A tense succession process
With one year to go before the April 2026 presidential election, the political landscape appears calm on the surface, but is rife with behind-the-scenes maneuvering. While Talon has repeatedly pledged to step down, he has yet to signal his preferred successor. No clear candidate has emerged within the ruling majority, fueling speculation and quiet rivalries.
This unusual vacuum—no obvious successor from either the ruling camp or the opposition—stems in part from the hyper-centralization of Talon’s leadership. “It illustrates the president’s tight grip on the political game,” says one analyst, pointing out that reforms meant to depersonalize politics have failed to prevent a “crowned heir” scenario.
Talon has made clear he intends to influence the succession to ensure continuity. Several potential candidates are rumored, including Vice President Mariam Chabi Talata, Finance Minister Romuald Wadagni, and others such as Pascal Irénée Koupaki or Abdoulaye Bio Tchané. Yet none has generated a broad consensus.
The former presidential advisor Olivier Boko’s arrest further destabilized Talon’s inner circle. The president has since tightened control, relying on a core group of loyalists in a setup reminiscent of an end-of-reign atmosphere.
On the opposition side, the outlook is equally uncertain. While the party Les Démocrates returned to parliament in 2023 with 28 seats, its leadership remains weakened by exile (Sébastien Ajavon) or imprisonment (Madougou, Aïvo). Boni Yayi, though back in the country, has remained relatively inactive.

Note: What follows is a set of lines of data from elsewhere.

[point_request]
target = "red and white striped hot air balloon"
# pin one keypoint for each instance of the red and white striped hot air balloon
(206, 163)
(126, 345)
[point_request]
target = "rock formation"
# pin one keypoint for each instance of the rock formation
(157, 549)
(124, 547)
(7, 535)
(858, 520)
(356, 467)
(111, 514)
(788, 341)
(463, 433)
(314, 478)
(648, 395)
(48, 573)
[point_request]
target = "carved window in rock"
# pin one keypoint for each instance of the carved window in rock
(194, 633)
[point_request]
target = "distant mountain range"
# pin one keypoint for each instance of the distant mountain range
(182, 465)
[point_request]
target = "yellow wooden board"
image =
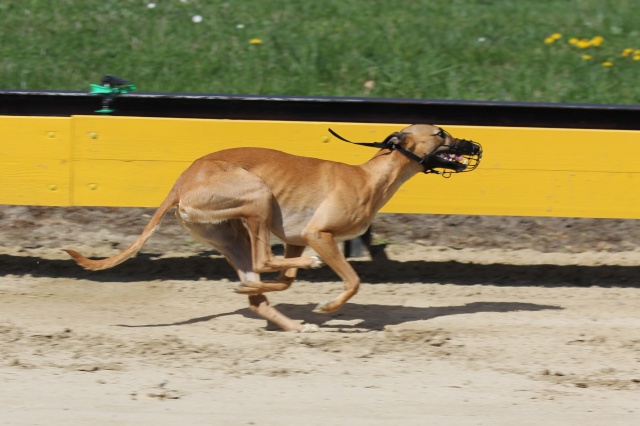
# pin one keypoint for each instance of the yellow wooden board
(34, 160)
(132, 161)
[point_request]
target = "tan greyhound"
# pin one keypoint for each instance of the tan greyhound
(234, 199)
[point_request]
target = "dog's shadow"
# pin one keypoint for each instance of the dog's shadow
(368, 317)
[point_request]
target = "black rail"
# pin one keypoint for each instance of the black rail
(332, 109)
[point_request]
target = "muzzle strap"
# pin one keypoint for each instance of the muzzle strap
(388, 145)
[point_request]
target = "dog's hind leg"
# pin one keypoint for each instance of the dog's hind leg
(284, 280)
(325, 245)
(232, 240)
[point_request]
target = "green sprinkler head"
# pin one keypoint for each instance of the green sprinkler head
(110, 88)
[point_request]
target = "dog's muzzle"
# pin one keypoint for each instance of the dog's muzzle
(461, 156)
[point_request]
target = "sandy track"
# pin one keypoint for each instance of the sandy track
(436, 336)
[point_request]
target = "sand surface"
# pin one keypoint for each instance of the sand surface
(471, 321)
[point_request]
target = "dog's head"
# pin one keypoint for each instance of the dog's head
(436, 150)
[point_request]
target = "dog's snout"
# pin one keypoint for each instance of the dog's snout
(466, 147)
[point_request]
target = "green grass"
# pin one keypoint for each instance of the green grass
(435, 49)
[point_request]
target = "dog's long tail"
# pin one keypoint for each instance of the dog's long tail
(96, 265)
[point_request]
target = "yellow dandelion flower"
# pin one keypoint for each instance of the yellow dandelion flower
(583, 44)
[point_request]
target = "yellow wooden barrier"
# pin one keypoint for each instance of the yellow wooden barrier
(131, 161)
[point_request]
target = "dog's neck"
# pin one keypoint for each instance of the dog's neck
(388, 170)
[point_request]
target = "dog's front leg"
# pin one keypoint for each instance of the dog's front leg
(260, 305)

The opposition needs a candidate who can unite discontent and appeal beyond its base. Kémi Seba has announced a run, but his radicalism and limited reach in Benin raise doubts about his viability.
Opposition parties must also navigate rules designed under Talon’s administration. Will they secure the endorsements needed to compete? Can they campaign freely? Their presence in parliament is a step forward, but institutional control remains in the hands of regime loyalists.
More than just a new president, the 2026 election will determine the fate of the Talon model. Two paths lie ahead: a controlled transition ensuring policy continuity (a Russian-style Putin-Medvedev scenario, feared by critics), or a return to genuine political competition that reopens democratic space.
The international community will watch closely. Talon’s reputation will hinge on how he manages this final stretch. A transparent, peaceful transfer of power would bolster his legacy. Conversely, any attempt to retain influence behind the scenes—through constitutional tweaks or a shadow presidency—would tarnish it.
With 365 days left, the Talon era is drawing to a close. Whether this “terminus” leads to renewal or retrenchment will define the next chapter of Benin’s democracy.